Para entenderse con él, le puso el nombre Dedo... Lo bautizó así y con ese nombre lo acompaño hasta la edad de diez años, sabiendo de antemano que a esa edad se iría.
—¿Por qué —me preguntó— tenía casi la seguridad de que llegaría el momento en que Dedo se iría, me dejaría, como si fuera esa la manera natural de desaparecer de mi lado? ¡Hasta supe el día y el instante!...¡Más bien lo presentí!...¡Y esto ocurrió en el jardín, donde solíamos jugar!...¡A partir de ese día no lo vi más, dejo de estar conmigo, se fue sin saber a dónde! ¡Hoy me pregunto, ¿dónde está Dedo?

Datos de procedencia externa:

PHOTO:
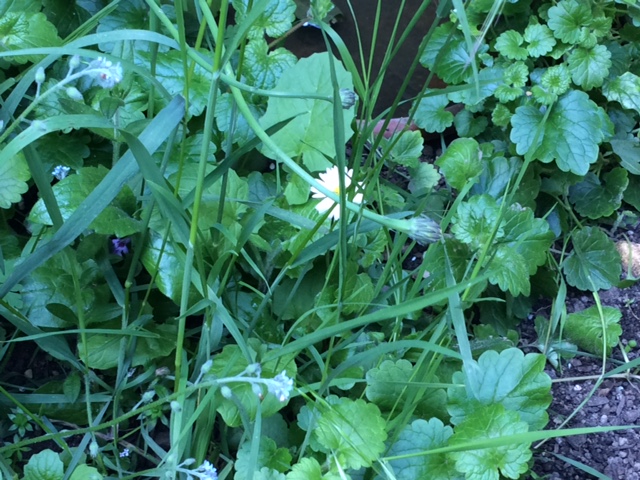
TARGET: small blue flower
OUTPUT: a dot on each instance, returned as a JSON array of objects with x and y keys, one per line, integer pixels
[{"x": 120, "y": 246}]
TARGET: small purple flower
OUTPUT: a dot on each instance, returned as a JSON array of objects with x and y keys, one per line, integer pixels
[{"x": 120, "y": 246}]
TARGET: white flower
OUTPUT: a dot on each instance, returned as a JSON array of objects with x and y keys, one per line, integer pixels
[
  {"x": 331, "y": 181},
  {"x": 106, "y": 74},
  {"x": 281, "y": 386}
]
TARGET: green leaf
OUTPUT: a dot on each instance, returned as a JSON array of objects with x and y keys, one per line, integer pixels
[
  {"x": 509, "y": 44},
  {"x": 511, "y": 379},
  {"x": 594, "y": 263},
  {"x": 570, "y": 136},
  {"x": 53, "y": 283},
  {"x": 423, "y": 179},
  {"x": 310, "y": 129},
  {"x": 447, "y": 56},
  {"x": 231, "y": 362},
  {"x": 85, "y": 472},
  {"x": 624, "y": 89},
  {"x": 491, "y": 421},
  {"x": 431, "y": 114},
  {"x": 540, "y": 40},
  {"x": 594, "y": 199},
  {"x": 104, "y": 350},
  {"x": 275, "y": 21},
  {"x": 569, "y": 20},
  {"x": 589, "y": 67},
  {"x": 508, "y": 270},
  {"x": 352, "y": 430},
  {"x": 591, "y": 333},
  {"x": 414, "y": 440},
  {"x": 306, "y": 469},
  {"x": 269, "y": 456},
  {"x": 170, "y": 73},
  {"x": 45, "y": 465},
  {"x": 475, "y": 221},
  {"x": 26, "y": 29},
  {"x": 461, "y": 162},
  {"x": 14, "y": 174},
  {"x": 408, "y": 149},
  {"x": 117, "y": 219},
  {"x": 629, "y": 152},
  {"x": 469, "y": 126},
  {"x": 264, "y": 67}
]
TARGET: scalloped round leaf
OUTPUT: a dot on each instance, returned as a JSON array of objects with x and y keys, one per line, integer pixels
[
  {"x": 589, "y": 66},
  {"x": 415, "y": 439},
  {"x": 117, "y": 219},
  {"x": 461, "y": 162},
  {"x": 491, "y": 421},
  {"x": 625, "y": 89},
  {"x": 595, "y": 199},
  {"x": 571, "y": 135},
  {"x": 14, "y": 174},
  {"x": 509, "y": 378},
  {"x": 590, "y": 332},
  {"x": 595, "y": 263}
]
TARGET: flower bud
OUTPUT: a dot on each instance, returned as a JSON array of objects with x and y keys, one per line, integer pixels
[{"x": 348, "y": 98}]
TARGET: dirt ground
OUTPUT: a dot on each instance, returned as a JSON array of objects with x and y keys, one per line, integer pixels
[{"x": 616, "y": 401}]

La respuesta que le di me sirvió para sentirme afirmado en la creencia que intuía o presentía. Al final fue un consuelo para los dos cuando le dije:
—¡Está en el imperio invisible de tu alma! Allí lo podrás encontrar, siempre que seas capaz de sentir y vivir con la gracia inocente de un niño, con la misma gracia que tuviste cuando jugabas con él. De allí donde está no lo puedes sacar, pero sí puedes ir a visitarlo. ¡Lo puedes visitar usando la puerta de entrada que te ofrece la meditación en tus horas de comunión y de entonamiento!